W3C's New XHTML 2.0 Draft A Mistake? 50
EchoMirage writes "The World Wide Web Consortium (W3C) has been quietly working on drafts for a proposed XHTML 2.0 standard. But some well-known and well-respected web authors are balking at the proposal, because it invalidates several well-used tags. Given that XHTML 1.1 hasn't even seen any wide use yet, and many browsers are still working on basic HTML 4 and CSS1 compatibility, many people are questioning the W3C's push to create new standards before the old ones are solidly in place."
why some people are upset (Score:4, Informative)
I can see why some people are questing the value of this standards proposal.
Re:why some people are upset (Score:5, Informative)
It was always misused anyway. An acronym is pronouncable.
They were only special cases of the <object> element anyway, which is still there, and far more flexible.
Remember, they are called elements, not tags. The tags are the funny things in angle brackets, elements are the whole things.
The question remains, why are there deprecated elements in a non-backwards compatible markup language?
Re:why some people are upset (Score:1, Troll)
It sounds like no logic, or perhaps, Microsoft Logic.
Serious Question: How much influence does our favorite pet, Microsoft, have in the W3C?
No I am not trying to bash Microsoft, we all know they are good at somethings (like sucking....)
Re:why some people are upset (Score:3, Interesting)
On an organisational level? Little, I believe, it certainly doesn't seem like Microsoft's participation in the w3c is putting forth the typical Microsoft nastiness.
On a specifications level? They were intimately involved in a couple of crucial recommendations, I believe, including CSS (which of course, originated within Opera).
On a day-by-day basis? Tantek Ãelik [tantek.com] is usually found hanging around the w3c mailing lists and commenting on current affairs in his blog. He seems like a smart guy, he worked on IE5/Mac, which was one of the first decent CSS1 implementations.
Re:why some people are upset (Score:2, Informative)
Huh? What have you been smoking?
CSS was first proposed in 94. MS got on board first (which is why they're in on the recommendations) and had it in IE3 in 96, the first commercial browser with support. Netscape then gave up on its JavaScript Style Sheets and included CSS in Navigator 4. It wasn't until 98 that Opera included CSS.
The guy that invented CSS (Hakon Lie) later went to work for Opera but that was years after the standard was created and in wide use.
Re:why some people are upset (Score:2)
I wasn't aware of that, I was under the impression that he was working at Opera at the time. Thanks for the info.

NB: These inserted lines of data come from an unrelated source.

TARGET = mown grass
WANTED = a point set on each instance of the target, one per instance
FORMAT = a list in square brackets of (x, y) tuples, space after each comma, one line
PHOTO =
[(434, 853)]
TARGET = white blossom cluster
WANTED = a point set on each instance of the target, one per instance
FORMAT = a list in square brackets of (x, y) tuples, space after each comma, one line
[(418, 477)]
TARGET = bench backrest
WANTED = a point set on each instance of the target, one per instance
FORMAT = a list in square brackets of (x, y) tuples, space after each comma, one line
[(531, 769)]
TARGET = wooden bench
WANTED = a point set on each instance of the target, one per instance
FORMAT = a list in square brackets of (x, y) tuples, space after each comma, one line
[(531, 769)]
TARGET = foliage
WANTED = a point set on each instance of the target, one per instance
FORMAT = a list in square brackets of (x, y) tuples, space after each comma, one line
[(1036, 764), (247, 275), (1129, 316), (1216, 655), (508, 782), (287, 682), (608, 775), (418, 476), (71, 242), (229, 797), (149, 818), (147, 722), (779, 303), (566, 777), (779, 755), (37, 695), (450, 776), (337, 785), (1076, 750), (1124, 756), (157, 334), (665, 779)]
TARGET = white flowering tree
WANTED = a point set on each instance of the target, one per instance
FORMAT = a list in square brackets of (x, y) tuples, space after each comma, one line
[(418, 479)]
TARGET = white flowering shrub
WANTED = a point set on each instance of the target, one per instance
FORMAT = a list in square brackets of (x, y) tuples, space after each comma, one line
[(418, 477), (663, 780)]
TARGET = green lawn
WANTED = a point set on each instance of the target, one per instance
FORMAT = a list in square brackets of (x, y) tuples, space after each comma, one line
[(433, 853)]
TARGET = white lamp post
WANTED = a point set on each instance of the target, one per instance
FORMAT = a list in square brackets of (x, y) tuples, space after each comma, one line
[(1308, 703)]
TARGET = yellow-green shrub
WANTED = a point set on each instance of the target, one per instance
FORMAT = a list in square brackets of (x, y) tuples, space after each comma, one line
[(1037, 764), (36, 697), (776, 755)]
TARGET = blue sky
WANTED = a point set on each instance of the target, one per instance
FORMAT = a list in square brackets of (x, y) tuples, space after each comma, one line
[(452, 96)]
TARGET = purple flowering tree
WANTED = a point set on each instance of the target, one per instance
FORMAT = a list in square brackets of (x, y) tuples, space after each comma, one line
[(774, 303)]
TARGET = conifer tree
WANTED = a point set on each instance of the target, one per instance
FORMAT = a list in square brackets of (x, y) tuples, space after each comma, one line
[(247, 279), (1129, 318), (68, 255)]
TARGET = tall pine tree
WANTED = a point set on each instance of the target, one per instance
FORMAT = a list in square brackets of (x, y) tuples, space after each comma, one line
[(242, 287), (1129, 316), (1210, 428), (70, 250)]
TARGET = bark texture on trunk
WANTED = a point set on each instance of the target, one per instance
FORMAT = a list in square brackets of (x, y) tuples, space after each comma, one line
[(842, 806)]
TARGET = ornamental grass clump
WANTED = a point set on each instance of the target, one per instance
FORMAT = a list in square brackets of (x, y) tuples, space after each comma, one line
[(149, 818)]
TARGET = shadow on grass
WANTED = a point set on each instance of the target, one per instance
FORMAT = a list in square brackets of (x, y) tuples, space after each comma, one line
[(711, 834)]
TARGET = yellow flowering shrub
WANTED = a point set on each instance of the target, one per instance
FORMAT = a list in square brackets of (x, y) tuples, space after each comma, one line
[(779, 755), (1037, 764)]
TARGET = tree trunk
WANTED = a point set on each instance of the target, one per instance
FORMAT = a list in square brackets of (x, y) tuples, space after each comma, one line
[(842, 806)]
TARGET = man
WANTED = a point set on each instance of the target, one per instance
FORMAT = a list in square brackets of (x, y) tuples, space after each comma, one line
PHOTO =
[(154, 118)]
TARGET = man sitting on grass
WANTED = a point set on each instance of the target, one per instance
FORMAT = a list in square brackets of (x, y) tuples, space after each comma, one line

Re:why some people are upset (Score:4, Insightful)
I don't.
# acronym tag is gone
Who used this? I've never seen it used. It's demise has been overdue for a long time. I hope they killed its identical twin ABBR too. While you're at it get rid of CODE (computer code), KBD (keyboard input), VAR (program variable), DFN (defining instance), SAMP (sample program output), and ADDRESS (was this suppoed to be email or postal or both? It's ambiguity destroys any semantic value).
# q tag is gone
Good. We already have something for this. It's called the quote. It looks like this: "
# cite tag is gone
CITE would be useful document, but without any citation fields defined its useless. Is this a standard citation like APA or MLA [utoronto.ca]? Is it IEEE or ACM? Is it some sort of made up one? Or does CITE just indicate a superscript, parenthentical citation, or bracket citation? Without these fields denoted you can't do anything with it.
# img tag is gone (yes, really!)
It's handled by OBJECT, after all this is the HyperText Markup Language. Layout and textually there's no difference between an image and an applet or plugin.
Which brings us to...
# applet tag is gone (also really!)
Good. Why should Java be handled differently from Shockwave or Flash? APPLET is better replaced by OBJECT. IMG can also be handled by OBJECT as well.
# br tag is deprecated
This is a style markup, not unlike U, TT, SUP, SUB, STRONG, STRIKE, SMALL, S,I, EM, CENTER, and B.
BR will be replaced with LINE which encoses a single line of text.
# h1 thru h6 are deprecated
They were only sort of used properly. People knew they were headings, but they tended to pick them based on how they looked rather than what they meant. By depreciating these, they can be replaced by something with stricter semantics.
Re:why some people are upset (Score:2)
Neither. How about you read the specification [w3.org]? It certainly doesn't seem very ambiguous.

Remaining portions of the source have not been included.